Accordingly, I vote to deny the petition.

MARVIC MARIO VICTOR F. LEONEN
Associate Justice

CERTIFIED TRUE COPY
ENRIQUETA ESGUERRA-VIDAL
Clerk of Court
OCC-En Banc
Supreme Court


Footnotes

1 Republic Act No.7160, An Act Providing for a Local Government Code of 1991, sec. 453.

2 Jose C. Miranda, Alfredo S. Dirige, Manuel H. Afiado, Mariano V. Babaran and Andres R. Cabuyadao v. Hon Alexander Aguirre, in his capacity as Executive Secretary; Hon. Epimaco Velasco, in his capacity as Secretary of Local Government, Hon. Salvador Enriquez, in his capacity as Secretary of Budget, the Commission on Audit, the Commission on Elections, Hon. Benjamin G. Dy, in his capacity as Governor of Isabela, the Honorable Sangguniang Panlalawigan of Isabela, Atty. Baltazar Picio, in his capacity as Provincial Administrator, and Mr. Antonio Chua, in his capacity as Provincial Treasurer; Giorgidi B. Aggabao, intervenor, G.R. No. 133064, September 16, 1999, 314 SCRA 603 (1999) [Per J. Puno].

3 Id at pp.612-613.

4 Patricio Tan, Felix Ferrer, Juan M. Hagad, Sergio Hilado, Virgilio Gaston, Conchita Minaya, Teresita Estacio, Desiderio Deferia, Romeo Gamboa, Alberto Lacson, Fe Hofilena, Emily Jison, Nieves Lopez, and Cecilia Magsaysay v. The Commission on Elections and The Provincial Treasurer of Negros Occidental, G.R. No. L-73155, 142 SCRA 727 (1986) [Per J. Alampay].

5 Id. at pp.742-743.

6 Hon. Roy A. Padilla, Jr., in his capacity as Governor of the Province of Camarines Norte v. Commission on Elections, G.R. No. 103328, 214 SCRA 735 (1992) [Per J. Romero].

7 Rollo, p. 35.

8 Id. at 408.

9 Id.

10 Id.

11 Id. at 238-239.

12 Id. at 113-114.

13 Administrative Order No. 270, Prescribing the Implementing Rules and Regulations of the Local Government Code of 1991, Rule II, article 12 (b).
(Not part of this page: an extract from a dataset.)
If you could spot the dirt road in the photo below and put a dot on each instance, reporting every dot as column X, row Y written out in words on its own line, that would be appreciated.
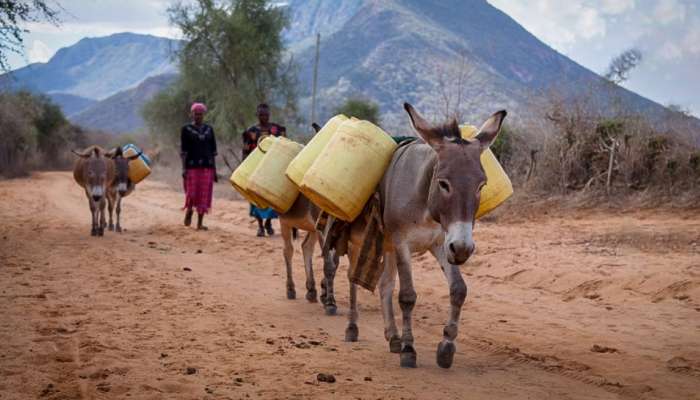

14 COMELEC Resolution No. 7854, Rules and Regulations Governing the Conduct of the May 14, 2007 Plebiscite to Ratify the Conversion of Lapu-Lapu City from a Component City into a Highly-Urbanized City, pursuant to Presidential Proclamation No. 1222 dated January 23, 2007, simultaneously with the May 14, 2007 Synchronized National and Local Elections, April 3, 2007 <http://www.comelec.gov.ph/?r=Archives/RegularElections/2007NLE/Resolutions/res7854 > (visited March 21, 2014).

15 Id.

16 COMELEC Resolution No. 8516, Rules and Regulations Governing the Conduct of the December 18, 2008 Plebiscite to Ratify the Conversion of Tacloban City from a Component City into a Highly-Urbanized City, pursuant to Presidential Proclamation No. 1637 dated October 4, 2008, November 12, 2008 <http://www.comelec.gov.ph/?r=References/ComelecResolutions/OtherMatters/Res8516 > (visited March 21, 2014).

17 Id.

18 Republic Act No.7160, An Act Providing for a Local Government Code of 1991, Sec. 453.
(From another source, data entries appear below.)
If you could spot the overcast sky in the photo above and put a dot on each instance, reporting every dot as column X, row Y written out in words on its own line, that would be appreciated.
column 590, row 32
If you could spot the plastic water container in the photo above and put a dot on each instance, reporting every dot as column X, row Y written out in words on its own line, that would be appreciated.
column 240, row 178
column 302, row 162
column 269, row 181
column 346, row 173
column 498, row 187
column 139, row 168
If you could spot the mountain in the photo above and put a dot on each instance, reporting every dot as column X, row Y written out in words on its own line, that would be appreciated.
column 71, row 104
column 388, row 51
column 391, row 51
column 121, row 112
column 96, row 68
19 Sec. 1. The judicial power shall be vested in one Supreme Court and in such lower courts as may be established by law.

Judicial power includes the duty of the courts of justice to settle actual controversies involving rights which are legally demandable and enforceable, and to determine whether or not there has been a grave abuse of discretion amounting to lack or excess jurisdiction on the part of any branch or instrumentality of the Government.